Bekannte, die zig Mal in Kroatien (Istrien, Kvarner Bucht, Dalmatien) auf Urlaub waren, stellten nach diesem Trip dieselbe Frage: Slawonien, wo ist denn das? Östlich von Zagreb liegt aus österreichischer Sicht offensichtlich der weniger bekannte Teil Kroatiens. Dabei ist die gemeinsame Vergangenheit für Slawonier noch präsent: Prinz Eugen von Savoyen und seine habsburgischen Truppen bereiteten der hundertfünfzigjährigen Herrschaft der Osmanen ein Ende. „Aus Wien? Das ist ja unsere zweite Hauptstadt!“, hört man vor Ort schmeichelnde Wort (Gefühlt hat jeder, mit dem man ins Gespräch kommt, schon in Wien gelebt oder Verwandte in Wien). Vor den Habsburgern und den Osmanen waren natürlich schon die Slawen da, und die antiken Römer sowieso.

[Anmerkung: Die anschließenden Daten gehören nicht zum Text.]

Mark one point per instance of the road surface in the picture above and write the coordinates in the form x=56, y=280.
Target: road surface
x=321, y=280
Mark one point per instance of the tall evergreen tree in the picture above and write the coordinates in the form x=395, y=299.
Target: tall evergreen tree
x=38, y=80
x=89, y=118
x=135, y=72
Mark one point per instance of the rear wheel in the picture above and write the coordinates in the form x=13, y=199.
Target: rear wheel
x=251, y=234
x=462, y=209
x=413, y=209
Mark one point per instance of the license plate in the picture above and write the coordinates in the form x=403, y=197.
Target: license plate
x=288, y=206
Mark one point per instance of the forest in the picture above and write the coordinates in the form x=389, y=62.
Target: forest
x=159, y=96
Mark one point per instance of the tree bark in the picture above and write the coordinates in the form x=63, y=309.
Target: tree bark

Ein begehrter Landstrich also. Das erklärt sich schon allein geografisch: „Slawonien ist die Kornkammer Kroatiens“, erzählt Igor, der in Deutschland aufgewachsen ist und perfekt Deutsch spricht. Bei der spätsommerlichen Fahrt durch die brettelebene Region flimmern links und rechts die Getreide- und Sonnenblumenfelder in der Sonne. Osijek selbst liegt an der Drau – wenige Kilometer vor deren Mündung in die Donau an der serbischen Grenze – und war stets ein wichtiger Handelsplatz. Neben der Lage am Wasser machen die vielen Parks und die Studierenden (quirlige Lokalszene!) die Stadt sehr grün und lebenswert.
Übernachten Das familiengeführte 3*-Guesthouse Maksimilian (Franjevačka ul. 12) liegt mitten im alten Stadtteil Tvrđa (Festung). maksimilian.hr
Essen Im „Projekt 9“ speist man stilvoll auf einem ehemaligen Schiff, das an der Drau-Promenade vor Anker liegt. projekt9.hr
Auskunft Mehr Tipps über die viertgrößte kroatische Stadt sowie Ausflüge in die Region gibt’s auf visitslavoniabaranja.com/de/ und croatia.hr/de-de
Geht man nun, von der Kathedrale in der Oberstadt kommend, die Europäische Avenue weiter nach Osten und biegt links ein, kommt man ins ruhige Festungsviertel Tvrđa. Von der Drau aus ist sogar noch ein Teil der sternförmigen Außenmauer zu sehen. (Bild: die Pfarrkirche St. Michael mit Doppelturmfassade).
Beim Rundgang mit Igor ist auch die jüngere Vergangenheit noch sichtbar: Während die meisten Häuser im kopfsteingepflasterten Viertel hübsch restauriert leuchten, erinnern Einschusslöchern an manch grauer Fassade noch an den Jugoslawienkrieg in den 90ern. Heute ist Osijek wieder ein friedlicher Mikrokosmos und eine Art Geheimtipp.